Friday, February 16, 2007
The "hardening" Supreme Court?
A few days ago, Dahlia Lithwick had a piece in which she remarked on what she took to be a strange fact, namely, that "American support for the death penalty is diminishing—except on the Supreme Court." Now, as other bloggers have contended (convincing, I think) Lithwick's argument is not very strong: That some justices continue to enforce and apply duly enacted laws that permit the death penalty, and regulate post-conviction-review processes is an apple to the orange of changing public views on the wisdom of capital punishment.
Another thought, though: Lithwick observes that "in a curious application of Newtonian physics, public and state support for capital punishment is steadily declining in America just as the resolve to maintain the death penalty seems to harden in the one institution that was, until recently, showing real doubt: the Supreme Court. . . . In a curious application of Newtonian physics, public and state support for capital punishment is steadily declining in America just as the resolve to maintain the death penalty seems to harden in the one institution that was, until recently, showing real doubt: the Supreme Court."

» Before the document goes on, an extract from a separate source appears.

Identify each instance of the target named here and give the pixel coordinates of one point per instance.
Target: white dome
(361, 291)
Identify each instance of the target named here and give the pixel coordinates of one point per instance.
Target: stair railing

It strikes me that this indictment has more force if directed against, say, the Court majority in the Stenberg case (invalidating a state's partial-birth-abortion ban). It is quite clear that the public does not support -- if it ever did -- the abortion regime constitutionalized in Roe v. Wade. (To the extent the public supports Roe, it is, I think, because they believe that regime is less absolutist than it is.) States and Congress are passing law after law, attempting to regulate reasonably abortion. And yet, in a "curious application of Newtonian physics," there were (until recently) five Justices on the Court who . . . etc. etc. etc.